Because students engaged with the idea, news about Kit Kat’s thoughtfulness spread rapidly through all of Brazil’s schools and universities.
Results
Hundreds of notebooks were produced and distributed at less than $5 per item. Demand became so great, more notebooks had to be rushed out.
Nestlé received calls and emails from students asking to buy their own Kit Kat pillow. This is how the brand was able to talk to a hard-to-reach audience and get them to view the brand positively.
Our Thoughts
In some ways this is such a silly piece of advertising. A pillow, for heaven’s sake.
I can hear marketers of my generation snorting indignantly that this is nothing other than a small and shallow stunt. And yet I love it because it is again a brand showing how it can play a real part in people’s lives. It is the brand as friend, the brand as ally. And the fact that it endorses the famous ‘Have a break’ line makes it a genuinely branded piece of communication.

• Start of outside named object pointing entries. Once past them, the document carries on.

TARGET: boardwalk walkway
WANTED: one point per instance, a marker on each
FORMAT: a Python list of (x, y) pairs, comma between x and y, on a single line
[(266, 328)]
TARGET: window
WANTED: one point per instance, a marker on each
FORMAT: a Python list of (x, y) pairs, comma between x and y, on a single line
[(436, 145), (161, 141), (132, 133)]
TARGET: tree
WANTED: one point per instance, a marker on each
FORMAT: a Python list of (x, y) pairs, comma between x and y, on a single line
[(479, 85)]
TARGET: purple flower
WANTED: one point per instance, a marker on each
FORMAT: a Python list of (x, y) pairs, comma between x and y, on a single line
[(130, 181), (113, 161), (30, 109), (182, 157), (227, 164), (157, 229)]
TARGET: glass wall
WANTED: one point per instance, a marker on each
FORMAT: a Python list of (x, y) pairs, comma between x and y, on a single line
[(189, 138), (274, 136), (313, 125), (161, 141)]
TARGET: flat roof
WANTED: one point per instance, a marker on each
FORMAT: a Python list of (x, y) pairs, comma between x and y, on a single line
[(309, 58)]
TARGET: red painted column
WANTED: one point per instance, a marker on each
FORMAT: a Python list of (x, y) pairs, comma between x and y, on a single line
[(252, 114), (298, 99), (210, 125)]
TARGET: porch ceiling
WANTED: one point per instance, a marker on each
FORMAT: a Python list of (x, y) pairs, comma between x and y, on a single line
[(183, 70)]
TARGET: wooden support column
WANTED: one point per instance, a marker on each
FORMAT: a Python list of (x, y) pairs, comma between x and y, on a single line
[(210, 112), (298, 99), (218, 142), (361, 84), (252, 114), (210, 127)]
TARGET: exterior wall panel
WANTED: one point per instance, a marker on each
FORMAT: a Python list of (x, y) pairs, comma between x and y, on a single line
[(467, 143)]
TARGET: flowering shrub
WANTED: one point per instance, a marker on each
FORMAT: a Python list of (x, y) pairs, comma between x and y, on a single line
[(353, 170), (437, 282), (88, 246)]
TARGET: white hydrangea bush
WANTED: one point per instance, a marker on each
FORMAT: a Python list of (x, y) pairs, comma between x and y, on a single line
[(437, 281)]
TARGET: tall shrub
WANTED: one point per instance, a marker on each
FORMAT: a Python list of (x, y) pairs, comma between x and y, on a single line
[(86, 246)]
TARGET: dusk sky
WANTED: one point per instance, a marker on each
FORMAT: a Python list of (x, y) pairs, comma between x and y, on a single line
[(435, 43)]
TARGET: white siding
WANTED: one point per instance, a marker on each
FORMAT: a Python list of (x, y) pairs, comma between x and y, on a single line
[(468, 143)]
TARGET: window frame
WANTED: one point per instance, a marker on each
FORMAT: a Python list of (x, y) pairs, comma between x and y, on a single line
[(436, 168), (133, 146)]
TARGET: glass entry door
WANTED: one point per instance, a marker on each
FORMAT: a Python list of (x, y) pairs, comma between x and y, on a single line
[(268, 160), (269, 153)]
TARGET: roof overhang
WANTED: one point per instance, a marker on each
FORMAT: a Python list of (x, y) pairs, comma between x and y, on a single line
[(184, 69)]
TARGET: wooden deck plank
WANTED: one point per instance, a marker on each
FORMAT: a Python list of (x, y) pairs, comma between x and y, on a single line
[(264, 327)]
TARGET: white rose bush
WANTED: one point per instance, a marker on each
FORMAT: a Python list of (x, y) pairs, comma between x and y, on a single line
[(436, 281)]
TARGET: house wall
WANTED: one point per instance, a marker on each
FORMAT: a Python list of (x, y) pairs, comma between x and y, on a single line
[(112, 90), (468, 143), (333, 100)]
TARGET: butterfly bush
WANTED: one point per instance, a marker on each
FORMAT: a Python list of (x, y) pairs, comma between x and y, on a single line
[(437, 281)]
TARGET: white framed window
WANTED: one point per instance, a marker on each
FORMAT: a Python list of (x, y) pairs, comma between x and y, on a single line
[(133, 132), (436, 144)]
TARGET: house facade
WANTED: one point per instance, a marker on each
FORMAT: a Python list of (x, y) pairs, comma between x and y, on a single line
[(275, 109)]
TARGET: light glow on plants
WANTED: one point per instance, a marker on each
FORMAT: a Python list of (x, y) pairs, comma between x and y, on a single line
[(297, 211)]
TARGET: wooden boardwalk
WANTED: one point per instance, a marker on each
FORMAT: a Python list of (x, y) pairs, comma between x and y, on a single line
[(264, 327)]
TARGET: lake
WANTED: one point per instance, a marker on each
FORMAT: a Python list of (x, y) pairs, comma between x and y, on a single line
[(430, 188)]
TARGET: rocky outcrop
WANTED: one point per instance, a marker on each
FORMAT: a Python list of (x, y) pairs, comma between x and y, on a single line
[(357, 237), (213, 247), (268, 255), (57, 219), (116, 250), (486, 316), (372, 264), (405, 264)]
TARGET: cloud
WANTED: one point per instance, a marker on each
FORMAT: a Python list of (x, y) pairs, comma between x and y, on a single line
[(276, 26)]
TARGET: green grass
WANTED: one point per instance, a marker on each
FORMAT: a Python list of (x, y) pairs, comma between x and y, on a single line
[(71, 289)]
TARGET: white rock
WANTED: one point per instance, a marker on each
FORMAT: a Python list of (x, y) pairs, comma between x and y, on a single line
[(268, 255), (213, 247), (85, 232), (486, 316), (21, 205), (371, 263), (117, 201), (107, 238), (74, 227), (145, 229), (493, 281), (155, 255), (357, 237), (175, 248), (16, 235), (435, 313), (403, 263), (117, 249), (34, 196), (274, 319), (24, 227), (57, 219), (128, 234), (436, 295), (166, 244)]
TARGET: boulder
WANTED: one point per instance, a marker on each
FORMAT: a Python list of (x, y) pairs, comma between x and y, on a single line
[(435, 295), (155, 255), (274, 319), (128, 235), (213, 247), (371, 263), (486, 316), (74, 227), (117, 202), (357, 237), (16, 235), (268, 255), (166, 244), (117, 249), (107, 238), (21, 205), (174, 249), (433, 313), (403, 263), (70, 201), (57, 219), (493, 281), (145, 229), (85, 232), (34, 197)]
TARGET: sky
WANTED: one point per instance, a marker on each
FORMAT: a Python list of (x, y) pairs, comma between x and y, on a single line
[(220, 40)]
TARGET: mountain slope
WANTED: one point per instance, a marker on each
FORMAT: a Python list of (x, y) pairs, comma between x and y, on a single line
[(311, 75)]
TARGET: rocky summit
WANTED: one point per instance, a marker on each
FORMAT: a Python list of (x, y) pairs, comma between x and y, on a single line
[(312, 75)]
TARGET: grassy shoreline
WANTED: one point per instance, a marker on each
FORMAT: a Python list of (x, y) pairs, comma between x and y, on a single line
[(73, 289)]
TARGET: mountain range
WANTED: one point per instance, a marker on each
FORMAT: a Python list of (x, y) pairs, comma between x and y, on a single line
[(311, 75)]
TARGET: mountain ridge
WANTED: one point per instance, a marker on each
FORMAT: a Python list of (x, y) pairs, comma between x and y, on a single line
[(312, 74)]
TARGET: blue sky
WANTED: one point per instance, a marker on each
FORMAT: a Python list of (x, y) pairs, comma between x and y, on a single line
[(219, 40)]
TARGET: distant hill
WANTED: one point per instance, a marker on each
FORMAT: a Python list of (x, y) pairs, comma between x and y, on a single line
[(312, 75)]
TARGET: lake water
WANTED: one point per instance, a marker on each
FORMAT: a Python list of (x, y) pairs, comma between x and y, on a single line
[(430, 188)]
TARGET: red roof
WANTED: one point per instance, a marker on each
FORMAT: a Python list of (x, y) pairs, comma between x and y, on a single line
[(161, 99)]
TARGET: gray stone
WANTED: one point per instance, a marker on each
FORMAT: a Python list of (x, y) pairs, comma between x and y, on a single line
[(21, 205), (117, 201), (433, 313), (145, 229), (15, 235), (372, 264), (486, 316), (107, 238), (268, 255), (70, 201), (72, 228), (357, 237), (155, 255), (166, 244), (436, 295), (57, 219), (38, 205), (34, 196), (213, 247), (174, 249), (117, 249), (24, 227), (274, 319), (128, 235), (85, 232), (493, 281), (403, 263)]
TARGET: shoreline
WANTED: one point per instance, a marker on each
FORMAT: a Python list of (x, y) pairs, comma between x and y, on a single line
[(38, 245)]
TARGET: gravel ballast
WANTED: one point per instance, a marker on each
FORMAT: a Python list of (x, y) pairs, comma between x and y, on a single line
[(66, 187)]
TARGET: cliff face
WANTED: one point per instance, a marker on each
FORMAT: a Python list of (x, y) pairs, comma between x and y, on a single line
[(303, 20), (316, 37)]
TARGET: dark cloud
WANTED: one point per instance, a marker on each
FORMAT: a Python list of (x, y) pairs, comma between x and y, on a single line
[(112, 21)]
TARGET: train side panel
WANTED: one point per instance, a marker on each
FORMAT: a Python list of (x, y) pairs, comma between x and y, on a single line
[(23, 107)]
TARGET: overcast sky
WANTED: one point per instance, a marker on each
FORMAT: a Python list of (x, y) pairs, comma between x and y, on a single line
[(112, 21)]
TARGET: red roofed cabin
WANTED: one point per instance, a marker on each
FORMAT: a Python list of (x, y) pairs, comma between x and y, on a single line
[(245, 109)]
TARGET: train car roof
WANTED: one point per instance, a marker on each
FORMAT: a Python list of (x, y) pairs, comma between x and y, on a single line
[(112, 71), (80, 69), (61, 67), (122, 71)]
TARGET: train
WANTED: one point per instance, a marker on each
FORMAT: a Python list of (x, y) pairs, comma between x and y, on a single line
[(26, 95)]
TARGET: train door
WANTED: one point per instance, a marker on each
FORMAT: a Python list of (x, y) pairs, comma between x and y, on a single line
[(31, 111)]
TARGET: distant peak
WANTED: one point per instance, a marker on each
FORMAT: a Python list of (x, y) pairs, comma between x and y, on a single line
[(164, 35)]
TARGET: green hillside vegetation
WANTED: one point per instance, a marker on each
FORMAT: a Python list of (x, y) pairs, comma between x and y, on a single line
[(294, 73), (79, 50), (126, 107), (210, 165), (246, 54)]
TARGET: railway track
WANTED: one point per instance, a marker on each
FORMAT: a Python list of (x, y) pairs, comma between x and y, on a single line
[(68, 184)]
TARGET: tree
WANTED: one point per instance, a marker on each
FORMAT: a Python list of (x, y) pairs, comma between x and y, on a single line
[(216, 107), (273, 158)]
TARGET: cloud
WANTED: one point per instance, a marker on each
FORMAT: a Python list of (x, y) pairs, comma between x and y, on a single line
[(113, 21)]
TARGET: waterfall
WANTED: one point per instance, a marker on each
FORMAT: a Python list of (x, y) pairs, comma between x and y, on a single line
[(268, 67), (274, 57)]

The fact that the first four pages of Google list site after site writing about the idea and that there are many hundreds more blog posts and mentions makes the idea suddenly a lot less small.
Frankly, with my daughter about to start university in two weeks time, I think Kit Kat could (and should) be making these pillows available to all freshers and make a big campaign out of it.